Is it known that $(F_p^{\times} \ltimes F_p, F_p)$ is not a relative expander family? Shalom [edit: originally M. Burger] showed that the pair $(\mathrm{SL}_2(\mathbb{Z}) \ltimes \mathbb{Z}^2, \mathbb{Z}^2)$ has Relative Property (T) with respect to standard generating sets.
(The action of $\mathrm{SL}_2(\mathbb{Z})$ on $\mathbb{Z}^2$ is the usual one, i.e. the semidirect product can be thought of as a group of affine transformations $x \mapsto A x + b$ where $A \in \mathrm{SL}_2(\mathbb{Z})$ and $b \in \mathbb{Z}^2$.
If we reduce $\mathrm{mod}\ p$, we can think of this as giving an "efficient" way of generating the translations $x \mapsto x + b$ for $b \in F_p^2$.)
A one-dimensional variant in the finite case is whether there exist bounded size subsets $S_p \subset F_p^{\times} \ltimes F_p$ and $\delta > 0$ such that the relative Kazhdan constant:
$\kappa\ (F_p^{\times} \ltimes F_p, F_p, S_p) \ge \delta$
i.e. whether the pairs $(F_p^{\times} \ltimes F_p, F_p)$ can form a relative expander family.
An equivalent formulation: do there exist bounded size sets $S_p$ of affine transformations on $F_p$, such that no non-empty subset $U \subset F_p$, $|U| \leq p/2$ is almost invariant with respect to all of them, i.e.
$\neg \exists U: \forall s \in S: |s(U) \cap U| > \frac{99}{100} |U|$
I believe the answer is no if one uses standard "generating" sets (they needn't actually generate) such as $x \mapsto x + 1,\ x \mapsto ax$, even if $a$ is allowed to vary with $p$.  This is very slightly surprising, as these do generate all translations "efficiently" in the weaker sense of logarithmic diameter.
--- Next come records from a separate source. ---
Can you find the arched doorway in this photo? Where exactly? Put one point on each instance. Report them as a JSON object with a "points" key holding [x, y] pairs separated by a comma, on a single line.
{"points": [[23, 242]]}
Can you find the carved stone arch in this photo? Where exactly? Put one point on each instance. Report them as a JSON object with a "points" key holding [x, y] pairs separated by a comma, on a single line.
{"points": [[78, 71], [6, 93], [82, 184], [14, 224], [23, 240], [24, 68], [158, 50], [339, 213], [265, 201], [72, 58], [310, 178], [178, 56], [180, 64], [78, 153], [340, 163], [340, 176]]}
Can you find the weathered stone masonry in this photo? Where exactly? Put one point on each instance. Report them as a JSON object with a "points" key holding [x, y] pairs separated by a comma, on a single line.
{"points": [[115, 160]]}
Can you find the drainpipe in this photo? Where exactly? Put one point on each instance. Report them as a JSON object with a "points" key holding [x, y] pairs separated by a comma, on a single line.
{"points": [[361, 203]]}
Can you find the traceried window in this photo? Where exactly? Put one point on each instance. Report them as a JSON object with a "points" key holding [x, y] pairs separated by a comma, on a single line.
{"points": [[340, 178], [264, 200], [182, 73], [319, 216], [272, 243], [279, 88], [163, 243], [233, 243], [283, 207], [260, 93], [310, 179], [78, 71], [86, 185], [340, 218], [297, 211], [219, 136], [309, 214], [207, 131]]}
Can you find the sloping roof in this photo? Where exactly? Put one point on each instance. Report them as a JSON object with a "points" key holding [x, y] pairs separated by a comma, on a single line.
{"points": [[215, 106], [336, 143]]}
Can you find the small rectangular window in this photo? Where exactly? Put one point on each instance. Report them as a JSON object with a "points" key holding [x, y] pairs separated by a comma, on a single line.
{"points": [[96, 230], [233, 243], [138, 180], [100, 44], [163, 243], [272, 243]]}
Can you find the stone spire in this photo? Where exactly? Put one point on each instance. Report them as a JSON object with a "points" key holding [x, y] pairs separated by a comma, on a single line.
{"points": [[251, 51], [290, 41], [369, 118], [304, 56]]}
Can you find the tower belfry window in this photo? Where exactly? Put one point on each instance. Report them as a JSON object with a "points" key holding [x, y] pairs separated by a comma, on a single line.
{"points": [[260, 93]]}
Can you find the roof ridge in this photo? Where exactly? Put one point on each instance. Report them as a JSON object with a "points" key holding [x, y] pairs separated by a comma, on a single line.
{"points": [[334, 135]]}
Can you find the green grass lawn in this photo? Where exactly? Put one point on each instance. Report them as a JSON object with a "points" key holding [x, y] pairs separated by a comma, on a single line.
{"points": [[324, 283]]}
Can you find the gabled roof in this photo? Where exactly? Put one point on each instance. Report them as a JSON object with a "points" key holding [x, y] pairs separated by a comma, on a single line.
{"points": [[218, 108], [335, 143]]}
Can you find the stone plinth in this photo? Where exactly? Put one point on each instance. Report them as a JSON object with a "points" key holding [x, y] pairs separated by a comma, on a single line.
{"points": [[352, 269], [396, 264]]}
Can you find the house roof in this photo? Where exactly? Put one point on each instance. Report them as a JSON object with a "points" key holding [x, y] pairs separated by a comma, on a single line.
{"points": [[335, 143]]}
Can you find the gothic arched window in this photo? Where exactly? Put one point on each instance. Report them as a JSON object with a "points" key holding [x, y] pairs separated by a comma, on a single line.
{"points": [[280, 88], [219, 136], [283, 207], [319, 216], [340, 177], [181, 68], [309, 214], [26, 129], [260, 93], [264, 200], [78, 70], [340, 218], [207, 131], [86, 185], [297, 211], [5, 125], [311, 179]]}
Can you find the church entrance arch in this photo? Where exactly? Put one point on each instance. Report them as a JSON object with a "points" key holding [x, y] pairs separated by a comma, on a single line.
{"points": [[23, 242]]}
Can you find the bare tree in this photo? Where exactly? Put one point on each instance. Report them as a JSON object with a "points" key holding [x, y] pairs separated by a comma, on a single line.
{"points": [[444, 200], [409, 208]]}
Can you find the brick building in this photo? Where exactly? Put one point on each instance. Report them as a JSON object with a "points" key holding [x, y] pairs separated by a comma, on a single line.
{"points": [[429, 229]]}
Is there a good argument as to why this should fail in general?  Or might there be cunning sets $S_p$ such that relative expansion occurs?
 A: I think that one can show that $(F_p^\times \ltimes F_p,F_p)$ does not have relative property (T), by using the combinatorial proof that semidirect products of amenable groups are again amenable (see Proposition 5 of my notes at http://terrytao.wordpress.com/2009/04/14/some-notes-on-amenability/ ).  A bit more specifically, let $S_p$ be a bounded set of affine transformations on $F_p$, and let $D_p$ be the associated set of dilations on $F_p$, which is then a bounded subset of $F_p^\times$.  By the abelian nature of the dilation group, we can then construct a nontrivial subset $F$ of the dilation group $F_p^\times$ which is $99.9\%$-invariant with respect to the dilations of $D_p$ (thus $|dF \Delta F| \leq 10^{-3} |F|$ for all $d \in D_p$), basically by constructing a medium-sized generalised geometric progression using the dilations in $D_p$ as generators.  Note that one can make the set $F$ of bounded size (i.e. independent of $p$.)  Let $T$ be the set of all translations $t$ such that $SF$ intersects $Ft$ (i.e. the translations in $F^{-1} S_p F$).  This is a set whose size is controlled by the size of $S_p$ and of $F$, and in particular is still bounded uniformly in $p$.  We can then construct a moderately large (but still of size uniformly bounded in $p$) set $E$ of translations which is $99.9\%$-invariant with respect to any of the translations of $T$.  The set $U := EF$ will then (for $p$ large enough) be a non-trivial $99\%$-invariant set with respect to $S_p$, by the argument given in my notes above.